Alice loved nursing as much as she had instinctively known she would. She loved its order, its sense of purpose; she saw it as charting a course across difficult terrain, taking intense pleasure as her patients recovered, while slowly learning to remain philosophical when they did not. The first few deaths had upset her, of course, but the probationers were well prepared for them; although the death of a baby or a child shook her dreadfully. The very first one, a baby, born dead with the cord round its neck, was completely incredible as well as shocking, so great was Alice’s faith in her profession and its powers. She fled to the sluice and stood leaning on the sink, sobbing and shaking, not merely at the death but the mother’s grief. It was Sister who found her, and was oddly gentle with her, explaining that acceptance of their limitations to prevent such things was important, and should only serve to reinforce a pride in what they could do. Alice took that philosophy with her for the rest of her working life. The comradeship of the other nurses was also a huge help; people who had gone through it too, experienced the pain, the grief. She learned from Philip that the banter, as he called it, the cheerful comradeship of the other doctors, the acceptance of death as a fact of life, was essential.

She was frustrated, of course, by what could not be done. There was no known treatment for so many things, the worst it seemed to her being heart disease and of course, childhood leukaemia and the worst excesses of polio. They were at the most famous and respected hospital in the country, or so they had been told, and knew that no one, and no other hospital, could do more. That gave her confidence too.

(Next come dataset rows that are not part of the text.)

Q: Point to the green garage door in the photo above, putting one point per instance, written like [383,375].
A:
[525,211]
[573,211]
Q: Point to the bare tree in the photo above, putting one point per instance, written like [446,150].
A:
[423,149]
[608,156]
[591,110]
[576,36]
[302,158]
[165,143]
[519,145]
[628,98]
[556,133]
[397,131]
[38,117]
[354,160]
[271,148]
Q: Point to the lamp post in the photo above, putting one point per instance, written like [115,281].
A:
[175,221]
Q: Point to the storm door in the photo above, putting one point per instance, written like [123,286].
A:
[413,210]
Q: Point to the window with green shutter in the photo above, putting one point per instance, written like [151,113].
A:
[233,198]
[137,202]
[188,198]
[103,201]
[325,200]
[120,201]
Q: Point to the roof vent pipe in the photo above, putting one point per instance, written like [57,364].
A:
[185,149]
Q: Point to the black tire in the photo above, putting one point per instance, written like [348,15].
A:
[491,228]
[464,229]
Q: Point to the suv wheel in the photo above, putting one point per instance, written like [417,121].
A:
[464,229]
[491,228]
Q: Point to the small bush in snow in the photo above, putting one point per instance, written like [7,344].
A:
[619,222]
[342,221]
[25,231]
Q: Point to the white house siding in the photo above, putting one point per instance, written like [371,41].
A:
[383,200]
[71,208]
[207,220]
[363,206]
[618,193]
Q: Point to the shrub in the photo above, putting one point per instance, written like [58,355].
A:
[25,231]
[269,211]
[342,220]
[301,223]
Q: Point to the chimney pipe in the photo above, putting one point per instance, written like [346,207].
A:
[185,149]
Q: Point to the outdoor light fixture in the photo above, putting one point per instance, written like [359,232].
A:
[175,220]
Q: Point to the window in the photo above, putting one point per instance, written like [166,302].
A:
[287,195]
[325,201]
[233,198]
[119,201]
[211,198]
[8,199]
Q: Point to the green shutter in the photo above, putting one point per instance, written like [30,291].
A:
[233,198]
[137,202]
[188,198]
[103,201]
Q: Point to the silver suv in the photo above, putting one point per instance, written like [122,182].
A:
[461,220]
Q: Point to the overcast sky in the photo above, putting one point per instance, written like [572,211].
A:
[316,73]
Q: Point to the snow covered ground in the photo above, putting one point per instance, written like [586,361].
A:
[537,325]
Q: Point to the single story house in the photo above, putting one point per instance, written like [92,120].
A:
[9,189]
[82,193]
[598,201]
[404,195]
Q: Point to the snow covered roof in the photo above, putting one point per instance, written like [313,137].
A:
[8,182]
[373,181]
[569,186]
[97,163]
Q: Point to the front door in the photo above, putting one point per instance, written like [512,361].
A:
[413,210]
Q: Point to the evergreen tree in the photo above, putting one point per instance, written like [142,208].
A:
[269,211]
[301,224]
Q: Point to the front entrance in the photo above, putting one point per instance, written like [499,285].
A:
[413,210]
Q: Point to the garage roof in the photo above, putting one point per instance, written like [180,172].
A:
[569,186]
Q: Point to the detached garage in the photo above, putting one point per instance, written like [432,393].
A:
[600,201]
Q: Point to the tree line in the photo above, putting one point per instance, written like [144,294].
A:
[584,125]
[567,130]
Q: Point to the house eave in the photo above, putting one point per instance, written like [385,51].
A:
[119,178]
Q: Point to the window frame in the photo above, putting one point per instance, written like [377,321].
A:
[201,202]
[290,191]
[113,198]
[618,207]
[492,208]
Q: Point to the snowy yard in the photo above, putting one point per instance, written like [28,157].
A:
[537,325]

As a less serious by-product they knew of course that they were, as Nightingales, the most socially superior. Indeed, the junior doctors and students had a saying: ‘Barts for tarts, Guy’s for flirts, Thomas’ for young ladies.’ It might not have been relevant to their nursing skills, but it was something to enjoy. Besides, behind her wide blue eyes, her apparent unremitting sweetness, there was a steeliness to Alice; her seniors recognised it, and appreciated that it was very much part of her armoury in becoming not just a good nurse but an excellent one.

So, successful and happy in her work as she was, she was also, at the age of nearly twenty-two, still a virgin. Hardly a unique state of affairs; the spectre of pregnancy hovered over every unmarried liaison. She had never been remotely tempted to risk such a horror: had never loved or even fancied anyone enough. She had had boyfriends all her life, from the tennis club days onwards. It wasn’t just her prettiness; she was sparkly and fun, and possessed of great energy. She had been very fond of some of the boys, had wished herself, and even at times fancied herself, in love. And she enjoyed what limited sexual experience she had had. But the fact remained that in her world, girls remained virgins until they were at the very least engaged, and for most of them, married.

Philip Jordan, however, had plans to change all that.

Wendelien Bellinger had a new friend, Blanche Ellis Brown, a fashion editor on Style magazine, a fashion glossy recently launched which its backers hoped would in the fullness of time rival Vogue. Blanche had been poached from Vogue, and was a rising star in the magazine firmament. Sharply chic herself and ferociously ambitious, she also had an eye for the new look in fashion and fashion photography, which she transferred with considerable style to her pages.

And there was very much a new look; largely due to the fact that a different breed of camera, small and portable such as those made by Rolleiflex and Leica, were replacing the cumbersome variety, which had confined fashion shots to the studios. Suddenly models were being photographed on beaches and boats, on the streets and at the wheels of cars. The great and inventive photographers, most notably the Americans Richard Avedon, Toni Frissell and Irving Penn, were creating the most exciting images.

Blanche was loving her new job, and the circulation of Style was climbing slowly but steadily northwards.

‘But what I need now, above all,’ she said to Wendelien as they lunched at the Connaught one day, ‘are some new faces. There just aren’t enough models. Good ones, that is. Many of them will only work for Vogue anyway – ridiculously loyal.’